A loan may be repayable in lump sum or installments. Interest on loans is calculated at quarterly rests and where repayments are stipulated in installments, the interest is calculated at quarterly rests on the reduced balances. Commercial banks generally provide short-term loans up to one year for meeting working capital requirements. But now-a-days term loans exceeding one year are also provided by banks. The term loans may be either medium-term or long- term loans.
- Cash Credits:
A cash credit is an arrangement by which a bank allows his customer to borrow money up to a certain limit against some tangible securities or guarantees. The customer can withdraw from his cash credit limit according to his needs and he can also deposit any surplus amount with him.
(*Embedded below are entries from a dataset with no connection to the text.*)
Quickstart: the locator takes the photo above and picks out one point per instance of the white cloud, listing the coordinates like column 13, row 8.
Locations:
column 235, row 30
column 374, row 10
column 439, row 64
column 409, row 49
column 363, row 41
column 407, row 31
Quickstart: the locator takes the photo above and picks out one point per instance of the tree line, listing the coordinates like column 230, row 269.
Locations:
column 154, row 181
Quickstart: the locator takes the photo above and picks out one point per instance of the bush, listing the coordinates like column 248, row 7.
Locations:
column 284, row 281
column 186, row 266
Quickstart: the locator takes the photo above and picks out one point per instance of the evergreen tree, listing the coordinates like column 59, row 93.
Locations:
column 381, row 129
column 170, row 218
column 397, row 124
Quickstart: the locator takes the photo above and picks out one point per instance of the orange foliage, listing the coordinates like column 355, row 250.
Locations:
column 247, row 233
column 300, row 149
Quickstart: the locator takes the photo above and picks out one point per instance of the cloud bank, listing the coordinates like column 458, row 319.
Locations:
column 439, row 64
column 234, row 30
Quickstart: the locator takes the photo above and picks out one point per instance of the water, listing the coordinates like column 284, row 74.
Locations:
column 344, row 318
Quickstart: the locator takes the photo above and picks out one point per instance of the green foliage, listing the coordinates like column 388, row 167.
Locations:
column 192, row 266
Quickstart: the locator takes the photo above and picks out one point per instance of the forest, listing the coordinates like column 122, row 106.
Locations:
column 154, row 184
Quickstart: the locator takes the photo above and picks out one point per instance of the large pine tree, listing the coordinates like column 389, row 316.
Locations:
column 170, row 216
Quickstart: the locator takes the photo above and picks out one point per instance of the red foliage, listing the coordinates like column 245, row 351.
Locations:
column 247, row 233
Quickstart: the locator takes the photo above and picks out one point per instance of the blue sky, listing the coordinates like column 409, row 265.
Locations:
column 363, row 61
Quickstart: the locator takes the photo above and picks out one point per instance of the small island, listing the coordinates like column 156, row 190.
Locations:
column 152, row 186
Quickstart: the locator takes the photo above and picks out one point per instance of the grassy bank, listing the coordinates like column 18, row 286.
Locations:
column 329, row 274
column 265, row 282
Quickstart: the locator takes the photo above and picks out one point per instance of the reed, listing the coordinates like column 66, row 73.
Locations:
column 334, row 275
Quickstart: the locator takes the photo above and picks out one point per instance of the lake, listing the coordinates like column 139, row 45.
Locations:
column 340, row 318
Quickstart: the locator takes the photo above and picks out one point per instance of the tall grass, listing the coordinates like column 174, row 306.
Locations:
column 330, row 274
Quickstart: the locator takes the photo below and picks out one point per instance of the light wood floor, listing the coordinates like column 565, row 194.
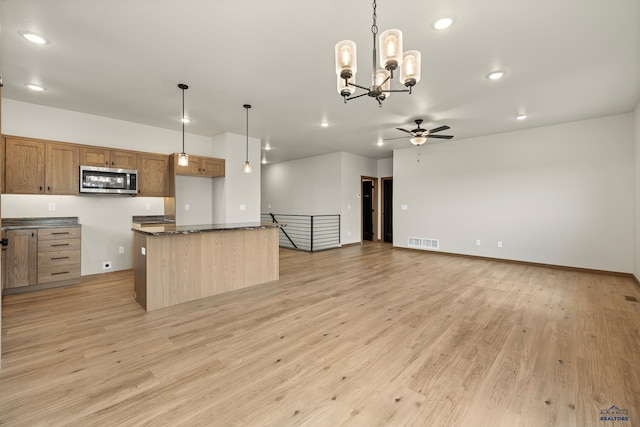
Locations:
column 360, row 336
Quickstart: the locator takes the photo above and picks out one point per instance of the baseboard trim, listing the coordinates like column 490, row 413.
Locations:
column 533, row 264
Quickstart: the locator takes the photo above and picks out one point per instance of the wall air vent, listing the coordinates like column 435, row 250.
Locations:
column 422, row 243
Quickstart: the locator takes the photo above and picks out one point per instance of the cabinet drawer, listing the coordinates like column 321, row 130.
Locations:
column 51, row 259
column 58, row 245
column 58, row 273
column 58, row 233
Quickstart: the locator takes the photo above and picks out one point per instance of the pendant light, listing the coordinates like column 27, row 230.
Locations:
column 247, row 164
column 183, row 160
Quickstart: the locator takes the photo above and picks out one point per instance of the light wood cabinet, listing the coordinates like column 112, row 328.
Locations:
column 199, row 166
column 62, row 169
column 40, row 167
column 24, row 171
column 153, row 171
column 20, row 257
column 105, row 157
column 38, row 258
column 58, row 255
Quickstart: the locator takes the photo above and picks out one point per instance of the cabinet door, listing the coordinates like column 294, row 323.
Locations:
column 123, row 159
column 24, row 166
column 152, row 174
column 94, row 156
column 62, row 169
column 212, row 167
column 20, row 258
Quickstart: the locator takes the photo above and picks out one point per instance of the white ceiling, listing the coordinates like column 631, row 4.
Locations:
column 565, row 60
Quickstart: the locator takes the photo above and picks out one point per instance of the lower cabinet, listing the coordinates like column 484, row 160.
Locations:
column 38, row 258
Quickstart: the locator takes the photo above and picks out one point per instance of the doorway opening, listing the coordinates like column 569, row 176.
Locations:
column 369, row 207
column 387, row 209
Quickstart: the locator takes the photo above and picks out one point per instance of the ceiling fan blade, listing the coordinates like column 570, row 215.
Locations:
column 407, row 131
column 357, row 96
column 439, row 129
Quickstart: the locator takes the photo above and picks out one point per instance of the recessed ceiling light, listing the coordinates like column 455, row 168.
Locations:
column 34, row 87
column 443, row 23
column 33, row 37
column 495, row 75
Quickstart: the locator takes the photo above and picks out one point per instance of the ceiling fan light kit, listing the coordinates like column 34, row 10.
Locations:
column 391, row 58
column 419, row 135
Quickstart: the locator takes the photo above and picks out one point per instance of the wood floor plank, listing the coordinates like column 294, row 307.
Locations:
column 360, row 336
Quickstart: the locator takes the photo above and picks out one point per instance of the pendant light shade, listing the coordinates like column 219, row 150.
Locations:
column 183, row 159
column 247, row 164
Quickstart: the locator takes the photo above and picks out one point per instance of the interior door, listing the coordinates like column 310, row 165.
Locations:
column 387, row 209
column 367, row 210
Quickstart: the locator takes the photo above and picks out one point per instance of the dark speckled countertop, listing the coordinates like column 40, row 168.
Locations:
column 44, row 222
column 169, row 229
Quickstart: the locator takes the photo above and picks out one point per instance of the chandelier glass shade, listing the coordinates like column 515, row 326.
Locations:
column 391, row 59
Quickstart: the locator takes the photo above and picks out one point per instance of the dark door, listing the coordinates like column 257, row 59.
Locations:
column 367, row 210
column 387, row 210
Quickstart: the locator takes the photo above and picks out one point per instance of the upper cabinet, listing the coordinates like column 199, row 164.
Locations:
column 40, row 167
column 199, row 166
column 153, row 172
column 105, row 157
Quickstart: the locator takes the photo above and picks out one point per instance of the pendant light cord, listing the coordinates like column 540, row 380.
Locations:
column 182, row 120
column 247, row 106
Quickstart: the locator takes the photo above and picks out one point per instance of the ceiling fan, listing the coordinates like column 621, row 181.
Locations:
column 419, row 135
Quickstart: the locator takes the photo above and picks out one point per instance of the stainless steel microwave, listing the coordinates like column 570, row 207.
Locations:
column 108, row 180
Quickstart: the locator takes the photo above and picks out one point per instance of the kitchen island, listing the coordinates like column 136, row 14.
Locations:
column 174, row 264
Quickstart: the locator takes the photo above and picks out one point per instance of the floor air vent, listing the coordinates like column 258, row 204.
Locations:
column 422, row 243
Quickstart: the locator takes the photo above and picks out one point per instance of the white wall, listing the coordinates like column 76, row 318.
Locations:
column 353, row 168
column 321, row 185
column 310, row 186
column 236, row 198
column 106, row 220
column 636, row 216
column 558, row 195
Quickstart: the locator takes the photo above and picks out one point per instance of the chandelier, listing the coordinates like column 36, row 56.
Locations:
column 391, row 58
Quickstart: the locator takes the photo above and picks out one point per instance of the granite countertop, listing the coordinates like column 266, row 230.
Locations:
column 151, row 219
column 169, row 229
column 43, row 222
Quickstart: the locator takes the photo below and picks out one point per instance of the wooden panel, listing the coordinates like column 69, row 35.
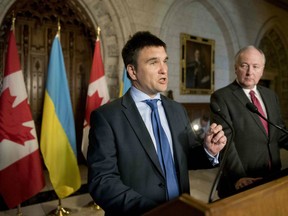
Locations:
column 197, row 110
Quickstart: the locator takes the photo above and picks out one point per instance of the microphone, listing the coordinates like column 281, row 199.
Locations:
column 251, row 107
column 216, row 110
The interest in case of cash credit is charged on the daily balance and not on the entire amount of the account. For these reasons, it is the most favourite mode of borrowing by industrial and commercial concerns. The Reserve Bank of India issued a directive to all scheduled commercial banks on 28th March 1970, prescribing a commitment charge which banks should levy on the unutilized portion of the credit limits.
- Overdrafts:
Overdraft means an agreement with a bank by which a current account-holder is allowed to withdraw more than the balance to his credit up to a certain limit. There are no restrictions for operation of overdraft limits. The interest is charged on daily overdrawn balances. The main difference between cash credit and overdraft is that overdraft is allowed for a short period and is a temporary accommodation whereas
the cash credit is allowed for a longer period. Overdraft accounts can either be clean overdrafts, partly secured or fully secured.
- Purchasing and Discounting of Bills:
Purchasing and discounting of bills is the most important form in which a bank lends without any collateral security. Present day commerce is built upon credit. The seller draws a bill of exchange on the buyer of goods on credit. Such a bill may be either a clean bill or a documentary bill which is accompanied by documents of title to goods such as a railway receipt.
The bank purchases the bills payable on demand and credits the customer’s account with the amount of bill less discount. At the maturity of the bills, bank presents the bill to its acceptor for payment. In case the bill discounted is dishonoured by non-payment, the bank recovers the full amount of the bill from the customer along with expenses in that connection. In addition to the above mentioned forms of direct finance, commercial banks help their customers in obtaining credit from their suppliers through the letter of credit arrangement.
Letter of Credit:
A letter of credit popularly known as L/c is an undertaking by a bank to honour the obligations of its customer up to a specified amount, should the customer fail to do so. It helps its customers to obtain credit from suppliers because it ensures that there is no risk of non-payment. L/c is simply a guarantee by the bank to the suppliers that their bills up to a specified amount would be honoured. In case the customer fails to pay the amount, on the due date, to its suppliers, the bank assumes the liability of its customer for the purchases made under the letter of credit arrangement.